Taking a deep breath, the potentate closed his eyes for a moment, seeming to center himself, and then began, “The most mighty and munificent goddess Kali, the Dark Mother, sends this message to Major General Arthur Wellesley, the vampire who leads the illegal incursion into Maratha territory…”

“Illegal? Ha!” Wellesley snorted, a harsh bray that put the Sultan off his stroke. “My brother is the appointed crown representative of all India. Do not speak to me of legality, if you please.”

“…illegal incursion into Maratha territory,” Tipu went on, ignoring the vampire’s interruption. “The message is as follows: the vampire general shall immediately turn around, and return with his troops to the island-citadel of Mysore, never to return.” It may have been Arthur’s imagination, but he could have sworn that Tipu’s voice wavered ever so slightly as he mentioned his former seat of power. Tipu’s body still lay entombed in a mausoleum there, next to those of his parents and others of his line.

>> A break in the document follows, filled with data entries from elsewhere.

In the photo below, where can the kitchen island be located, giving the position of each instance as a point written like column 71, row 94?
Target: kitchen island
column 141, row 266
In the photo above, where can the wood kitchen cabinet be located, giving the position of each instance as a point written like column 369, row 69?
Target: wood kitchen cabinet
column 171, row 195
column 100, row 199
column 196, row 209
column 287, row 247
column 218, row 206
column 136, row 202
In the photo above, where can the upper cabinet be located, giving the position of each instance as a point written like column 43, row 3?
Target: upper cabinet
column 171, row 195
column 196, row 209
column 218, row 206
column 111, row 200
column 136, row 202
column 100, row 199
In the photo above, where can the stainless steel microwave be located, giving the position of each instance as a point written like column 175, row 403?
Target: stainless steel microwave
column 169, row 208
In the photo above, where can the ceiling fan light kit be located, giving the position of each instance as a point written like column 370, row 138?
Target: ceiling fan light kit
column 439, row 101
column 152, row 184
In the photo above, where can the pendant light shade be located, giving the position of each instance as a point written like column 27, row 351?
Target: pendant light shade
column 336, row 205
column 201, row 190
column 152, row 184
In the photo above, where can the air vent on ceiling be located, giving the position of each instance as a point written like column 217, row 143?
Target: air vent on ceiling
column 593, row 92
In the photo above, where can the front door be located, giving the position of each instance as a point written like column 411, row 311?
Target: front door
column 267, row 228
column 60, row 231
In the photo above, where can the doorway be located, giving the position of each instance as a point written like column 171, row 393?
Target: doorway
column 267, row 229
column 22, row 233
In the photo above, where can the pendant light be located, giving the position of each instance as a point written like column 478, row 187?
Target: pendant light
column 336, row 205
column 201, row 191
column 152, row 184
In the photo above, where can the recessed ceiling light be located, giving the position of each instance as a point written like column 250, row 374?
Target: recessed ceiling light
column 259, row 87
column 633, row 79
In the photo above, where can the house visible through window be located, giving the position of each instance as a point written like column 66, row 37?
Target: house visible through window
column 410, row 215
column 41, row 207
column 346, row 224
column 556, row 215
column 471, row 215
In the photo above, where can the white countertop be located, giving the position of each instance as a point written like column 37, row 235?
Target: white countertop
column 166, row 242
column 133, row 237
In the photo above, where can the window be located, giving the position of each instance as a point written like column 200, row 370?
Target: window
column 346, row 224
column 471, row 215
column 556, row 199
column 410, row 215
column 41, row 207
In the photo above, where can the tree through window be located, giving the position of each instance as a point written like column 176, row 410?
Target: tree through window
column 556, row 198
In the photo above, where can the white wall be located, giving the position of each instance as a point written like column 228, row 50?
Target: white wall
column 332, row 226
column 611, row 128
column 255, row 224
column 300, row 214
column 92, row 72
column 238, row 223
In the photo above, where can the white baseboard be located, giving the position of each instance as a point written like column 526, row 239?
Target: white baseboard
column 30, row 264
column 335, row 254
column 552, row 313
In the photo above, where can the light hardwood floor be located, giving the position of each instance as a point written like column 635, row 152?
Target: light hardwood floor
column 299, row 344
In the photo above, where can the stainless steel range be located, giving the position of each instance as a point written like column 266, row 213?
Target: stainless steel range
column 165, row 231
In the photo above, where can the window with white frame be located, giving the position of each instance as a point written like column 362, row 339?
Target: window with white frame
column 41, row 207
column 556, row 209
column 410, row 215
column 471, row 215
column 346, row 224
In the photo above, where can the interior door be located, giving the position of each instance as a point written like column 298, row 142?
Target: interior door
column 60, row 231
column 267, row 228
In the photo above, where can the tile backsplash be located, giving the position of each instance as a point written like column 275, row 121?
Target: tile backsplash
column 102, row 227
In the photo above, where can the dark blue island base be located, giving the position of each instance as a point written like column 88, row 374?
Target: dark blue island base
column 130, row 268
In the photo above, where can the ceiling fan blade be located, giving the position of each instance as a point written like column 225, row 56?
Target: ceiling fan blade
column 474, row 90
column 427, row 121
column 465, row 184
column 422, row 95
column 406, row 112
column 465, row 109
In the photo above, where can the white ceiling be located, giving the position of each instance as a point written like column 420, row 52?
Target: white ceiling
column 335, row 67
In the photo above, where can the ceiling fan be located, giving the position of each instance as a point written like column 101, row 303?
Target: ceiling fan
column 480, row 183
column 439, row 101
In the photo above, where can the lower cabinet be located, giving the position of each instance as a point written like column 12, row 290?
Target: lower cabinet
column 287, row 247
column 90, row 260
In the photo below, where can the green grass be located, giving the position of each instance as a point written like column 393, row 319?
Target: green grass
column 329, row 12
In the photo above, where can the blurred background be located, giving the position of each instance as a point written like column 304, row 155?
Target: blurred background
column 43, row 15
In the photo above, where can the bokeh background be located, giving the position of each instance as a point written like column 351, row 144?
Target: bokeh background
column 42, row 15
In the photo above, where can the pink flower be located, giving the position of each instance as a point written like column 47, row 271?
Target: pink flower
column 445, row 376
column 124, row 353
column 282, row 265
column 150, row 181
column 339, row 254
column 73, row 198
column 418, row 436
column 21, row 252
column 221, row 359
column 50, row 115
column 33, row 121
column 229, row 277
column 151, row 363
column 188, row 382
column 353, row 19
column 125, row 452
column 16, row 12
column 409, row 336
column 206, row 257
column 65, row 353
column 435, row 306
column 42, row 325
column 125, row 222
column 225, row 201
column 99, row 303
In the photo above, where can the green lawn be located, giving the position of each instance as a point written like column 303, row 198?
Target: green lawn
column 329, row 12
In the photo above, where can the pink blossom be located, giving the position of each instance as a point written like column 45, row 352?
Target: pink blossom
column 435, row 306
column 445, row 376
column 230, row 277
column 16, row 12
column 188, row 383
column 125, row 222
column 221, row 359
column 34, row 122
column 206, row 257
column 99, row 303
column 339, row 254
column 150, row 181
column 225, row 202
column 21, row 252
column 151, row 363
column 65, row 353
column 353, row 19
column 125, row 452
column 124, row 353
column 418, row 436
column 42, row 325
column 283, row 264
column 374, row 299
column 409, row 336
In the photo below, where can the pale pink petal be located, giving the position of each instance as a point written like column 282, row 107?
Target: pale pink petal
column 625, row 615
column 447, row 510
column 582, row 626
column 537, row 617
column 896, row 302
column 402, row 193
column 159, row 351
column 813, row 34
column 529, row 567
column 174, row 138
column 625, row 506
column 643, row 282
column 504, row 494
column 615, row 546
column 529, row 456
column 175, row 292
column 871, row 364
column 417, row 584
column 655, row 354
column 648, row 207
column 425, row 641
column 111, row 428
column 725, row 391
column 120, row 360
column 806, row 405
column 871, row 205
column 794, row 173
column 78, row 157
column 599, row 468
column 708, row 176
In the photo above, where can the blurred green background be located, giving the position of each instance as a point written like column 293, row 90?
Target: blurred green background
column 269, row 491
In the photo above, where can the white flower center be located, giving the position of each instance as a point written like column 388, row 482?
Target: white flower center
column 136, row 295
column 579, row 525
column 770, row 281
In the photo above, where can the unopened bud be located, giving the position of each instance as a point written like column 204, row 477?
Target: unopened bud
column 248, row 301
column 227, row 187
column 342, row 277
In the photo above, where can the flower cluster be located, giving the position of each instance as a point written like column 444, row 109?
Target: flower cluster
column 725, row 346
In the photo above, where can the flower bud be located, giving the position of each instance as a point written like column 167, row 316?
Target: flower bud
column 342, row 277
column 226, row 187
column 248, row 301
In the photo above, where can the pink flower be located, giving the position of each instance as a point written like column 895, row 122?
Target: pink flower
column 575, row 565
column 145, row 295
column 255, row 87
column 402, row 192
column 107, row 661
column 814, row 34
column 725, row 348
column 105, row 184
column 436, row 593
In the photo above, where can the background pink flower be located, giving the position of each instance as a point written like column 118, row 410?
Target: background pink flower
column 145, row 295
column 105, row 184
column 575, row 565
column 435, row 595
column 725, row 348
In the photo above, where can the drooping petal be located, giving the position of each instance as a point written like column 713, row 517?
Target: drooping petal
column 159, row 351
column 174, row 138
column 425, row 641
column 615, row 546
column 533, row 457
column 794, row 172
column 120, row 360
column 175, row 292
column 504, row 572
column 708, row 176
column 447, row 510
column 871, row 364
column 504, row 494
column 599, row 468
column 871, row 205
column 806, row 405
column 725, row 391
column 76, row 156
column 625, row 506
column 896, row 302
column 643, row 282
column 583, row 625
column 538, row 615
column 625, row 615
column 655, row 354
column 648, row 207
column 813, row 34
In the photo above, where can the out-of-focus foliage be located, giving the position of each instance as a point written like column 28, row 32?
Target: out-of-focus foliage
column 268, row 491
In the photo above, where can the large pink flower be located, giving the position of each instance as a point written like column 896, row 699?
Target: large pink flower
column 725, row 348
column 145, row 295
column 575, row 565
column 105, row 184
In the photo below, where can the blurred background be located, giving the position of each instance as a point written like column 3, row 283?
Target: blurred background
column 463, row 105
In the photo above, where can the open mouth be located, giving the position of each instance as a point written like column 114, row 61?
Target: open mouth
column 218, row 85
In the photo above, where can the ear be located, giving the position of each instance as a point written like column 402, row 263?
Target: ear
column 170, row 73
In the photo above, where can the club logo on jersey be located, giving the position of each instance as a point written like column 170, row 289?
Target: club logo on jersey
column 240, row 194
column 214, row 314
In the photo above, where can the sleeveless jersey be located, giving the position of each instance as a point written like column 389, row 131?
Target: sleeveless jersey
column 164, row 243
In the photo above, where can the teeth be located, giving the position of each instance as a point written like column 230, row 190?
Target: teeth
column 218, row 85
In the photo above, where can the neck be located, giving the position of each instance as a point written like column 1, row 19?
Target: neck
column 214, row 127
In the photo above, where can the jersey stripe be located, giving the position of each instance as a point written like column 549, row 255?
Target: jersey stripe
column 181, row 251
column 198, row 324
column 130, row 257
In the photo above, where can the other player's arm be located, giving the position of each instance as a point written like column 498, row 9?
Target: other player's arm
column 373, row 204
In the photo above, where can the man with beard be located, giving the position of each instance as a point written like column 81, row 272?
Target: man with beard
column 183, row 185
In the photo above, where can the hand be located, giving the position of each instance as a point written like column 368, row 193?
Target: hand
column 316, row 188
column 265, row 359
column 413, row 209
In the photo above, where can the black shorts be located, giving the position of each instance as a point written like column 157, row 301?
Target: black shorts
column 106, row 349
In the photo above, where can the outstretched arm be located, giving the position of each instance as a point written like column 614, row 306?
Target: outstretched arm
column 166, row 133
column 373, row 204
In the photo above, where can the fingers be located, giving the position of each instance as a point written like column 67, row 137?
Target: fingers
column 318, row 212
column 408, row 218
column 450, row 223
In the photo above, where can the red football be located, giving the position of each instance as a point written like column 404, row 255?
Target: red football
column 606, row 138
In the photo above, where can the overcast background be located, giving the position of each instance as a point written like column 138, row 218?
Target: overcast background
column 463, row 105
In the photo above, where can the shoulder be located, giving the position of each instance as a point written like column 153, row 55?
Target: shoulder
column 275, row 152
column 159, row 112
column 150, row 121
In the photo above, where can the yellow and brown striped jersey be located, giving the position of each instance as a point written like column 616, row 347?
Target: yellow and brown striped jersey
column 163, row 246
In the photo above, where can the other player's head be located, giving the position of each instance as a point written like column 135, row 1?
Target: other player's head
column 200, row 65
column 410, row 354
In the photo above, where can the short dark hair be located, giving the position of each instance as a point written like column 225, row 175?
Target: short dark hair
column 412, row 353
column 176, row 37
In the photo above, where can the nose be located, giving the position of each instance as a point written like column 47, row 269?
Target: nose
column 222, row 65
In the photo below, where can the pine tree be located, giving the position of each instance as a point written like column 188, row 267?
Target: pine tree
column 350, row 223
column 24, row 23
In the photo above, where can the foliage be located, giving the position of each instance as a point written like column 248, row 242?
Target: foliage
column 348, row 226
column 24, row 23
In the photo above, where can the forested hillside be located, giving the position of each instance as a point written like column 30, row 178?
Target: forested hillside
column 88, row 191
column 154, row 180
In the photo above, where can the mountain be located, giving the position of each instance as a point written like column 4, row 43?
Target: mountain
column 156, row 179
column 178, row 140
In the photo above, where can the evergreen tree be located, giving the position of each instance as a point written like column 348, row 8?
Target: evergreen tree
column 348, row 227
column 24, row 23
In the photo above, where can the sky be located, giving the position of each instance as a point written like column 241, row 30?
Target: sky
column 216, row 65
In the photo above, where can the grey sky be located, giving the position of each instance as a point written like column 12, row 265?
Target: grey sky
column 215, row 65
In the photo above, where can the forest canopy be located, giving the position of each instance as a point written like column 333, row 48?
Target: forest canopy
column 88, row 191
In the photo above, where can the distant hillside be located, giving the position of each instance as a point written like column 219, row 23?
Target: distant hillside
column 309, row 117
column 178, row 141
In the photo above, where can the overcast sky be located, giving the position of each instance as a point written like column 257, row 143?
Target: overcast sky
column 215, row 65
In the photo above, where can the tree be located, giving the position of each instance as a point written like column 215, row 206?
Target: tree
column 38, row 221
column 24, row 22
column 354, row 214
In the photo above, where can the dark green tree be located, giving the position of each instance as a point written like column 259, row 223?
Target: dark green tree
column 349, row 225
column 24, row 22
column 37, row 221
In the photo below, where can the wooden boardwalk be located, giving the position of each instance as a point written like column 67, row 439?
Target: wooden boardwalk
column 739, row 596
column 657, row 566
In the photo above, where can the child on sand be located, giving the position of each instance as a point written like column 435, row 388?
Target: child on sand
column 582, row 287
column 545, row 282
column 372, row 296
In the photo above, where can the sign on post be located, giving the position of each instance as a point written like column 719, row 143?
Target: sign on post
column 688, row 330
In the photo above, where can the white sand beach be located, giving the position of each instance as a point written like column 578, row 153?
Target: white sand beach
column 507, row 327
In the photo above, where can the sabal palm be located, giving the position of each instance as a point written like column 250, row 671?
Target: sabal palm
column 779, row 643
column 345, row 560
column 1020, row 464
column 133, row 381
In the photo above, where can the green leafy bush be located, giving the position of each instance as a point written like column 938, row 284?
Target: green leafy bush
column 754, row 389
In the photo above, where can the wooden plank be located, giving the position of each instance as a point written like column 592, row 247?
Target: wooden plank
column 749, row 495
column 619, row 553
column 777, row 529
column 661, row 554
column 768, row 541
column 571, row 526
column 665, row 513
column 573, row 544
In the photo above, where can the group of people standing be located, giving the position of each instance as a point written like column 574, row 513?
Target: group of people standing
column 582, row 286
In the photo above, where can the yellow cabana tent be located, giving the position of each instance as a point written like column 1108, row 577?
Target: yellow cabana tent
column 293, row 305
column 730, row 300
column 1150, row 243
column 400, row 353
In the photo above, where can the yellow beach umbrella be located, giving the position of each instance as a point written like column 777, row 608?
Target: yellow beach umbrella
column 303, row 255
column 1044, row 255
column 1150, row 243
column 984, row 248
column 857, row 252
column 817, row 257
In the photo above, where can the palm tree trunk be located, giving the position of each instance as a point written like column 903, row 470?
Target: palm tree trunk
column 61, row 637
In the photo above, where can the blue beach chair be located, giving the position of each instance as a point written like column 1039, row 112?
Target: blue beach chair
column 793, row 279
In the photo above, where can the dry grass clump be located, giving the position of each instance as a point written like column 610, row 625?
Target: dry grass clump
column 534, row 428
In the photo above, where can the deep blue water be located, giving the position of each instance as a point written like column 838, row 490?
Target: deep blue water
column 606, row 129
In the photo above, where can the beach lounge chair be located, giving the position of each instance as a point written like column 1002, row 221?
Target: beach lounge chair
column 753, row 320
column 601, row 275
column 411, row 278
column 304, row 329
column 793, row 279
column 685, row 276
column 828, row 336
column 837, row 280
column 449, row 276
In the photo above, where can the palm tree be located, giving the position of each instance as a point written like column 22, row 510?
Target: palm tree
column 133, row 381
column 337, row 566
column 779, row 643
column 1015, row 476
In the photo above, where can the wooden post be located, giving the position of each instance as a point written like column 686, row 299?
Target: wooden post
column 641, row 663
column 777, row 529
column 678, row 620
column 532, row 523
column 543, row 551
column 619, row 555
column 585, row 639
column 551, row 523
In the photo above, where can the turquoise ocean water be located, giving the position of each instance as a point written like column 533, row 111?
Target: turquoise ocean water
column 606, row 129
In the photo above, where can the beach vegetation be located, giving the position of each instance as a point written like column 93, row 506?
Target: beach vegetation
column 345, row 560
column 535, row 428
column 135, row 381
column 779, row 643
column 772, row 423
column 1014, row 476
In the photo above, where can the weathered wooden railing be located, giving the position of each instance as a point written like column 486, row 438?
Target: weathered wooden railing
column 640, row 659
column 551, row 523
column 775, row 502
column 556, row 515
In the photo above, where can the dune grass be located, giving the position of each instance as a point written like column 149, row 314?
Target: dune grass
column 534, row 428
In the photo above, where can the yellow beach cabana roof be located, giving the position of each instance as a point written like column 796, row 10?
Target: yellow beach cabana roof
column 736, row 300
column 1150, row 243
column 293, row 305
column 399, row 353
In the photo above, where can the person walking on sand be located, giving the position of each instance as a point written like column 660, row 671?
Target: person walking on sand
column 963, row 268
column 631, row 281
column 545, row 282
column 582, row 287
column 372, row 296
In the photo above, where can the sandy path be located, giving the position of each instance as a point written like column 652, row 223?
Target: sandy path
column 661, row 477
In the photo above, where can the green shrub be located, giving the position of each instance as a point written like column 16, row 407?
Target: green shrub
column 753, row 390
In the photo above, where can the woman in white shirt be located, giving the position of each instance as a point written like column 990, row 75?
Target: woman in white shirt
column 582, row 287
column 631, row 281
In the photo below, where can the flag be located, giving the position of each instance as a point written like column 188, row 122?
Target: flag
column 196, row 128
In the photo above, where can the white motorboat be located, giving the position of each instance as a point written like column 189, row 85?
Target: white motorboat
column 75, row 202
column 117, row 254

“And if I do not?” Arthur asked, genuinely curious.

“Should he fail to do so, then the forces of the Maratha Confederacy will meet the British invader once more upon the field of battle.”

“I heartily encourage them to try. It has not turned out well for them so far.”

“The tigress Jamelia, chosen instrument of the Dark Mother, has been bestowed with the power to command the risen dead, no matter how great their number. Under her direction, the army of the dead shall hound the British at every turn, eroding the ranks of the invader while swelling their own.” Wellesley’s face hardened at this, for his imagination was already conjuring up unbidden images of the shuffling, wailing bodies of the dead, clad in bright red jackets and howling for the flesh of the living. Blasphemy. An abomination in the eyes of God. Every single one of his fallen redcoats who came back to an obscene parody of the life they had once known was one too many – an insult, and one that Arthur took very personally indeed. “Kali is not entirely without mercy, my Irish friend, and so she offers you this one last chance: leave these lands, now and for all time. Otherwise, I fear that it shall not go well for you, or for those red-coated cattle you so blithely lead to the slaughter.

“Heed my warning, Wellesley, for I have grown really quite fond of you since my death.” Tipu smiled again, though there was little warmth behind it. “The Deccan plain shall become your burial ground if you insist on pursuing this imperialistic venture. Nor shall it be a quiet burial ground, for though you and your vampire cohort shall meet your ends, no such eternal peace will be granted to your men…their hungry corpses will roam the wilderness for many years to come, feasting upon the flesh of animals and what few stragglers they can catch unawares. There is no dignity in such a living death.